Obviously, the calf section 3' together with its associated control
mechanism 8 and the parts pertaining thereto may be stored in for
instance a clinic in a mounted condition ready for application in
the socket 1 fitting the femoral stump 40 of an amputee. The same
calf section 3' may be used for practically all above-knee
amputees. Also the artificial foot 5 in a few various sizes thereof
may be stored in a mounted condition, ready for use, the ankle
portion 4 including the ankle plate 31 being, if desired, also
mounted on the artificial foot. After measuring the length of the
sound leg of the amputee the length of the artificial leg is
established and the upright 33 on the ankle 4 is shortened to the
correct length. The coupling wire 26 is attached by means of its
lower end to the chuck 28 and the upper upright end 34 is by means
of the clamping screw 39 secured after setting of the correct foot
angle by turning the upright 33 in the clamping sleeve 35. The
artificial leg is thereafter ready for application, followed by
adjustment, if needed, and is then fit for use.
The artificial leg may easily be surrounded by sections made of
plastics or enclosed in plastics to impart to the prosthesis a
configuration which as closely as possible simulates the
configuration of the sound leg.
The embodiment as illustrated and described is to be regarded as an
example only and the various parts of the prosthesis may be
constructively altered in various ways within the scope of the
appended claims.
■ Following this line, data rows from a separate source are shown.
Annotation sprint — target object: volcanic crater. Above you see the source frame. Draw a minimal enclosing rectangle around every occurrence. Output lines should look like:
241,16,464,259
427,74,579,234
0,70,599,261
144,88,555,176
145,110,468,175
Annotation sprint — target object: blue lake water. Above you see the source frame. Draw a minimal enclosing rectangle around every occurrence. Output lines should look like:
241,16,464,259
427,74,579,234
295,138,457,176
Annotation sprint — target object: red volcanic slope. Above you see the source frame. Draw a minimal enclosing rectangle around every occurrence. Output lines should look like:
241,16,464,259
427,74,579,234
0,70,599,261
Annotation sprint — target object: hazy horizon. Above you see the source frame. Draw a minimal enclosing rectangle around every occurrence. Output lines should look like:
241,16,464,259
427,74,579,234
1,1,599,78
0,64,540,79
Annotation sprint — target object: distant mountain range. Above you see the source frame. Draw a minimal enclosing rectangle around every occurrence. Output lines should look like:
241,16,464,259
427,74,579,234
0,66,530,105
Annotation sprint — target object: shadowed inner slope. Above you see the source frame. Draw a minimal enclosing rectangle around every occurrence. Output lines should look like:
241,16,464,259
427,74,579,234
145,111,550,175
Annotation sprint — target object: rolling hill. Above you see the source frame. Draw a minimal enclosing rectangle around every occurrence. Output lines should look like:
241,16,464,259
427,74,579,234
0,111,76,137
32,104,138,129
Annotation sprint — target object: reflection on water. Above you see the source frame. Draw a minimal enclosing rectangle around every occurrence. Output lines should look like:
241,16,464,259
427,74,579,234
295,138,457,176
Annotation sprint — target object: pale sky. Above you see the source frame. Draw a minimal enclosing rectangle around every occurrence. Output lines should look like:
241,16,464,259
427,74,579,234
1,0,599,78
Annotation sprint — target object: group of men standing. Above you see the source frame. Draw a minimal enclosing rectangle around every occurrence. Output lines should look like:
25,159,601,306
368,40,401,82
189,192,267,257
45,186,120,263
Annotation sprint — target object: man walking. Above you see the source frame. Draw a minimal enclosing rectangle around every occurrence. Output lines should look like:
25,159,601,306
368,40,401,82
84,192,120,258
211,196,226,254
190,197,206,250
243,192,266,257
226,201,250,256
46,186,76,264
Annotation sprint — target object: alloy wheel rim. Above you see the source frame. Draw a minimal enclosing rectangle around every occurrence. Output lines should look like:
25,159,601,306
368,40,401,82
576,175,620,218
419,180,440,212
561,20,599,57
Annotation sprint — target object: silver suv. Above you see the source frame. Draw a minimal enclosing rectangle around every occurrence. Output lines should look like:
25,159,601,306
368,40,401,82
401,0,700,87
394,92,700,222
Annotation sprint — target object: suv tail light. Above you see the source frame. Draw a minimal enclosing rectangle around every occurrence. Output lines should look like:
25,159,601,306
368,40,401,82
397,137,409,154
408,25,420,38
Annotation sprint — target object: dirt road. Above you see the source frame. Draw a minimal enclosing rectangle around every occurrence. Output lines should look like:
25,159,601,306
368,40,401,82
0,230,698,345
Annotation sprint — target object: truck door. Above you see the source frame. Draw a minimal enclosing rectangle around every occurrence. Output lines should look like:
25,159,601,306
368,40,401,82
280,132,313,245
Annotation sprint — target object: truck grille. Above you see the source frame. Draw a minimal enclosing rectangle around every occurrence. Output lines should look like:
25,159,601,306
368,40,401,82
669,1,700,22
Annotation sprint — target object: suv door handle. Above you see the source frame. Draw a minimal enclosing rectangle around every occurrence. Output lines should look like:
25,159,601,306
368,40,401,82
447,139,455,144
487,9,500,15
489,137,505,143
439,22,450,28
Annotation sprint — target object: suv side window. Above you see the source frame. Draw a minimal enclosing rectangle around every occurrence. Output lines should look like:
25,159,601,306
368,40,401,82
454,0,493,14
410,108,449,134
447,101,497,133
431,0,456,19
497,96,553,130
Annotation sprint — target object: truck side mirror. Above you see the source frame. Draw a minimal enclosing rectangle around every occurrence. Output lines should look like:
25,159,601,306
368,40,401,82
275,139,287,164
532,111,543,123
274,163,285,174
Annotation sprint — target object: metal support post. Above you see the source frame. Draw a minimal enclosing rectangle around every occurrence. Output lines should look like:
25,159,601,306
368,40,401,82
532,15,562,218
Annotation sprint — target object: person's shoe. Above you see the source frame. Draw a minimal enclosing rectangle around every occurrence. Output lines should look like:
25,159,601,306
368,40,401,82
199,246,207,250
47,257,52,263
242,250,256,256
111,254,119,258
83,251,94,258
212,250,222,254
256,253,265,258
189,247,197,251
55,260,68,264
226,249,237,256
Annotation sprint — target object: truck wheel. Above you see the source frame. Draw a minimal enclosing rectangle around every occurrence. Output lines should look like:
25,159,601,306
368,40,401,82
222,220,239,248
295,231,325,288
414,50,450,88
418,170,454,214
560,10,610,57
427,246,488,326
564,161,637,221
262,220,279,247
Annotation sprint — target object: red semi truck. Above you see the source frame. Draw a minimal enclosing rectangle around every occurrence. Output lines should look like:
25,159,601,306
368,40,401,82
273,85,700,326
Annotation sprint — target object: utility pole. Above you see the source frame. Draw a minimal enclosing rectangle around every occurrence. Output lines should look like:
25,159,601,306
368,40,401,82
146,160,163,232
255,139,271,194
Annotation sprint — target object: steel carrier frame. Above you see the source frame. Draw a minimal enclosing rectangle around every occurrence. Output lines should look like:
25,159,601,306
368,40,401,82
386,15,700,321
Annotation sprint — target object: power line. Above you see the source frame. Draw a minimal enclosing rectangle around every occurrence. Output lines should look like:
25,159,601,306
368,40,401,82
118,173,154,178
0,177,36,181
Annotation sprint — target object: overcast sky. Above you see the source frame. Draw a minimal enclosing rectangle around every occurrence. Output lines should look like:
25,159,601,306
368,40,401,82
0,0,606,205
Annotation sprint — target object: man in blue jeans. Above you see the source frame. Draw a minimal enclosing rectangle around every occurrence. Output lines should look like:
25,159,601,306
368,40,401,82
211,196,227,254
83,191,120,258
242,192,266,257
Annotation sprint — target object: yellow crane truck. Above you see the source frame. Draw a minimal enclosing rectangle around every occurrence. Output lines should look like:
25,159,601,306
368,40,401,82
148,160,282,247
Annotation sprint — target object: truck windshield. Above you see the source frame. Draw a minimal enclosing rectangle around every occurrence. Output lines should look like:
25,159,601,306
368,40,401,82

Instead of the hydraulic mechanism 8 a purely
mechanical device may be used. It is evident that the shank section
3 may house any suitable mechanism of this kind and the invention
is not limited to the embodiment disclosed. The invention is not
either limited to the construction of the artificial foot 5
illustrated in the drawings. The fork member 17 may be attached to
the base portion 19 in some other way than by means of a bayonet
catch, for instance by means of a threaded pin.